Mehrheit der Iraker wünsche sich neue Ordnung
Die Mehrheit der Iraker wünsche sich eine neue Ordnung. "Aber die Frage ist genau die, welche Ordnung soll es denn sein? Wie viel Religion wird diese Ordnung bedürfen? Wer wird denn herrschen?" Das seien so essenzielle Fragen, "dass sie möglicherweise erst einmal durch Waffengewalt ausgetragen werden müssen", sagte Steinbach.
Auch der Schweizer Islam-Forscher Reinhard Schulze glaubt, dass sich die Situation im Irak nicht so schnell beruhigen wird. Bereits im vergangenen Oktober habe Sadr versucht, nach der Anschlagserie in den heiligen Stätten Najaf und Nassiriya sich von den ehrwürdigen schiitischen Gelehrten abzusetzen und so etwas wie eine eigenständige Politik zu entwickeln, sagte der Professor für Islamwissenschaft in Bern der Nachrichtenagentur sda. Sadr habe damals die Situation genutzt, um zu zeigen, dass die alten schiitischen Organisationen nicht in der Lage seien, die Interessen ihrer Anhänger zu schützen.

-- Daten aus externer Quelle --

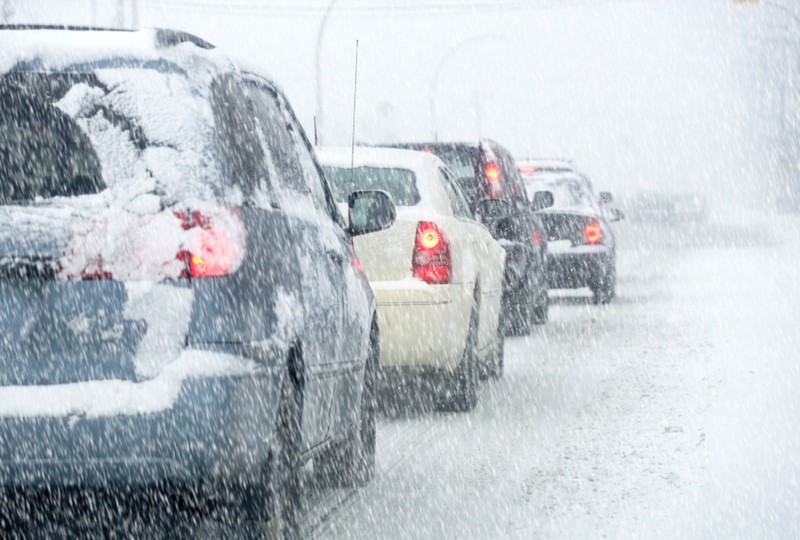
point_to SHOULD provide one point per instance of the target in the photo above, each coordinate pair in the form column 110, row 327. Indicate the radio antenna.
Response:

Al Sadr gegenüber Sistani gestärkt?
Das habe zwar nicht zum Erfolg geführt und Ayatollah Ali Sistani, einer der einflussreichsten Personen unter den irakischen Schiiten, habe sich durchgesetzt. Aber während Sistani die Politik für eine Weile dominiert habe, sei Sadr wohl in der Lage gewesen, mehr Leute an sich zu binden, als man mitbekommen habe, sagte Schulze. Es könne deshalb durchaus sein, dass er jetzt, im Unterschied zum Oktober, sowohl in Bagdad als auch in anderen Städten erheblich mehr Rückhalt habe. Sadrs Bewegung habe vor allem in den armen Vorstädten der Hauptstadt die Rolle der Sozialversorgung übernommen und sei damit quasi in den leeren öffentlichen Raum vorgestoßen. Sadr nenne seine Bewegung deshalb auch die "Bewegung der armen Leute".